«La Docg deve voltare pagina Io presidente? Sarei onorato»

Giovedì 23 Gennaio 2020
«La Docg deve voltare pagina Io presidente? Sarei onorato»
L'INTERVISTA
CONEGLIANO «La presidenza del Consorzio? Sarei onorato. Oggi però è davvero prematuro fare proiezioni, a marzo si voterà. Ma se il consiglio di amministrazione dovesse chiedermelo mi metterei a disposizione». Lodovico Giustiniani, 50 anni, marito della contessa Caterina Collalto e amministratore delegato di Borgoluce oltre che presidente di Confagricoltura Veneto, siede in terza fila, insieme agli altri cinque designati nel consiglio della nuova associazione Unesco. Il suo nome, ieri, è improvvisamente rimbalzato sui media. Sono in molti a guardare con interesse la sua escalation nel mondo della Docg. Oggi la nomina a rappresentante delle bollicine superiori all'interno dell'associazione Unesco. Domani chissà.

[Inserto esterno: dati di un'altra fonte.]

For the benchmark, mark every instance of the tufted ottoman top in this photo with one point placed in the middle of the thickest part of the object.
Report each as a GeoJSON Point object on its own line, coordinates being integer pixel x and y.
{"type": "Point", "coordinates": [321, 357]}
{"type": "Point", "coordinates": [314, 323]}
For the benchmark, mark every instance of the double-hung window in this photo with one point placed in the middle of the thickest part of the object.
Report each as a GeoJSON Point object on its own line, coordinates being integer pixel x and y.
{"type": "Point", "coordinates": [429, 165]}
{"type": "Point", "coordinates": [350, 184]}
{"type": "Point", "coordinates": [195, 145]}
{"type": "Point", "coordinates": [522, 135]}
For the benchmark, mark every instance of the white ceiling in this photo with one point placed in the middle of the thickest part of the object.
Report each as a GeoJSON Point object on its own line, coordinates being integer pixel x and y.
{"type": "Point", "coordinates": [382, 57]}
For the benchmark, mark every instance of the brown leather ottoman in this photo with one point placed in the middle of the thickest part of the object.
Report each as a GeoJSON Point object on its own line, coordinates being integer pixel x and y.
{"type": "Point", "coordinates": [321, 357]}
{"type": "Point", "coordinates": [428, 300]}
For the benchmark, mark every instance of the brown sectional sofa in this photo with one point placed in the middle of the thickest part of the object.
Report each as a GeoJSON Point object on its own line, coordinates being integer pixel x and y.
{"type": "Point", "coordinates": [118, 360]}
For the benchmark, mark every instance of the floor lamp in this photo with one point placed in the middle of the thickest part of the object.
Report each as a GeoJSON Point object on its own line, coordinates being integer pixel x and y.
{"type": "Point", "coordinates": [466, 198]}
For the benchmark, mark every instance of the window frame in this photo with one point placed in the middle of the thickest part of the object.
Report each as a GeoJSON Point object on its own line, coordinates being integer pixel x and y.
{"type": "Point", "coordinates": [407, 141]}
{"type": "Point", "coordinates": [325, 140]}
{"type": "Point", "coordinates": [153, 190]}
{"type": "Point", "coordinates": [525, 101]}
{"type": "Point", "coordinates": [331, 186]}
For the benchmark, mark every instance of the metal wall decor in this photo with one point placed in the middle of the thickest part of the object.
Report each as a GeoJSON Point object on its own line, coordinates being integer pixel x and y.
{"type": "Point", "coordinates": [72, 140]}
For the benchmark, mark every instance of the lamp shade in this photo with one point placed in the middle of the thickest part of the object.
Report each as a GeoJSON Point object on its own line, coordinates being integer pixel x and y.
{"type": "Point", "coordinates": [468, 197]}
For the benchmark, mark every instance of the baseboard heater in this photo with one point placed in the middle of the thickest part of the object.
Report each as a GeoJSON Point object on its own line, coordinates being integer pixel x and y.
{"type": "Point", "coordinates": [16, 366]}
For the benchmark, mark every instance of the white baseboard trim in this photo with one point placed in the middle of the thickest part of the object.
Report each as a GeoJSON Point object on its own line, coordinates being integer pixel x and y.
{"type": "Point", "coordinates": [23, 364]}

Si aspettava questa nomina?
«Mi aspettavo un cambiamento. Siamo un consiglio in scadenza, abbiamo messo a segno risultati importanti come il raggiungimento Unesco. Oggi si tratta però di mettere a punto nuove strategie».
In continuità o in rottura col passato?
«In continuità senza dubbio. Ma con un'impostazione diversa. E' necessario voltare pagina».
Cosa si sente di dire al Presidente Nardi, che ha avuto il merito di portare questa iscrizione che equipara le colline al Gran Canyon o alle cascate del Niagara?
«Come ha sottolineato anche il Governatore Zaia, si è trattato di un lavoro di squadra. Bisogna dare atto al Consorzio e al Presidente di essere stato il fautore iniziale di questo progetto a cui si sono poi aggiunti gli stakeholders del territorio. A Nardi va dato il merito di aver saputo mantenere un equilibrio tra le diverse anime della Docg. Ma, se a Baku abbiamo ottenuto questo risultato, il ruolo essenziale è stato quello giocato dalla Regione Veneto».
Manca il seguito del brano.